Shanique Green dreams of owning a house. She wants each of her children — ages 3, 5, and 10 — to have their own bedrooms. Growing up, Green shared a room with two relatives. “There was just not enough space to breathe and be your own person,” says Green, who lives in the Dorchester section of Boston.
Now, Green is working toward her goal of home ownership with the help of StreetCred, a Boston Medical Center (BMC) program that aims to foster prosperity among the families of pediatric patients. In eight financial literacy sessions, Green and a small group of mothers immersed themselves in strategies like budgeting, saving, and planning for financial emergencies.
“Before, I just spent my money. I didn’t know where it went,” says the 28-year-old. “Now I have a budget and I stick with it.”
Green also is excited about the possibility of building the generational wealth her own family could not provide. “My parents were teenagers when they had me. They did their best, but I want to make a real difference for my children,” she says.
The StreetCred effort that helps Green is part of a nationwide, academic medicine-based movement to reduce the economic strain that often fuels ill health. It involves offering financial counseling, tax preparation, and public benefit enrollment, among other services, right alongside blood pressure checks and medication assessments.
These programs, called medical financial partnerships (MFPs), help patients — and sometimes hospital staff and community members — navigate a variety of resources that can foster economic stability.
“Health care has been moving its focus upstream, thinking about social determinants of health,” says Adam Schickedanz, MD, PhD, co-director of an MFP at Harbor-UCLA Medical Center and other Los Angeles sites. “Now people are realizing that if we want to address the root causes underlying social determinants, we need to address patients’ financial situations directly.”

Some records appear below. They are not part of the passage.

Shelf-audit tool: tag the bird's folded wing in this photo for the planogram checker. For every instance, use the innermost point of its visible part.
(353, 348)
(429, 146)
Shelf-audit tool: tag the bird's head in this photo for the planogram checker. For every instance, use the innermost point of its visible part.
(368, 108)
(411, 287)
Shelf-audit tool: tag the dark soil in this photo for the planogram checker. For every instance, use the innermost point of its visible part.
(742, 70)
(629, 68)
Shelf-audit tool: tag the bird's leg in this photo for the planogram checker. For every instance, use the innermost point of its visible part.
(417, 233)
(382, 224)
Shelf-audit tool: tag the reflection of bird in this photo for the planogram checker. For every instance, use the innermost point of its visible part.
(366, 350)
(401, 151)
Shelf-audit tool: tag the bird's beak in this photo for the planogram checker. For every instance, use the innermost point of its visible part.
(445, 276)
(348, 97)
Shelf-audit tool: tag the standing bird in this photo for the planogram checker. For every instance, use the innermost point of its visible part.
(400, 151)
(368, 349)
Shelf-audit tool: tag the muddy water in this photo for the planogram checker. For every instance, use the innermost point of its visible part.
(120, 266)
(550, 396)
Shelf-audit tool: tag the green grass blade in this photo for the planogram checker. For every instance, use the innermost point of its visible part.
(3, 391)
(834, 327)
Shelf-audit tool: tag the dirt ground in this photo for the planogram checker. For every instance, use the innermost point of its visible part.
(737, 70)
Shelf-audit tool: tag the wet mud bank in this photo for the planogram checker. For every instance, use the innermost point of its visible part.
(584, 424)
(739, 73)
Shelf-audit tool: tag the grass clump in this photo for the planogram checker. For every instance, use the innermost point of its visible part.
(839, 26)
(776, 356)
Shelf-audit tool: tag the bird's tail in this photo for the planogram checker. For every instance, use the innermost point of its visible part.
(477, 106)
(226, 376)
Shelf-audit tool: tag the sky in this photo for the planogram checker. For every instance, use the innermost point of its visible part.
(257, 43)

Extensive data highlight the connection between wealth and health. In the United States, the richest 1% of men live on average 15 years longer than the poorest 1%, and the richest 1% of women live about 10 years longer than their poorest peers. Among older individuals, those with the least wealth face a threefold risk of disability compared to those with the most. And child poverty — which disproportionately affects families of color — can undermine brain development, emotional well-being, and other health measures.
This reality has spurred the uptick in MFPs. “Five years ago, there were just a handful of programs in the country,” says Lucy Marcil, MD, MPH, StreetCred co-founder and executive director. “Today there are probably 20, and interest is growing.”
Most MFPs are in pediatric practices like hers, Marcil adds, largely because of how profoundly financial circumstances can impact a child’s health and subsequent life course.
“For many of the parents I see in my practice, finances are the biggest issue in their lives,” says Marcil. “I can tell parents to feed their children broccoli and read them a bedtime story, but if they can’t afford food or rent, they have little bandwidth to do either.”
Making tax prep less taxing
Several years ago, a parent struggling to find affordable, trustworthy tax preparation asked her BMC pediatrician for help — and thus began StreetCred. Since its 2016 launch, the program has helped over 6,000 families garner more than $14 million in tax refunds.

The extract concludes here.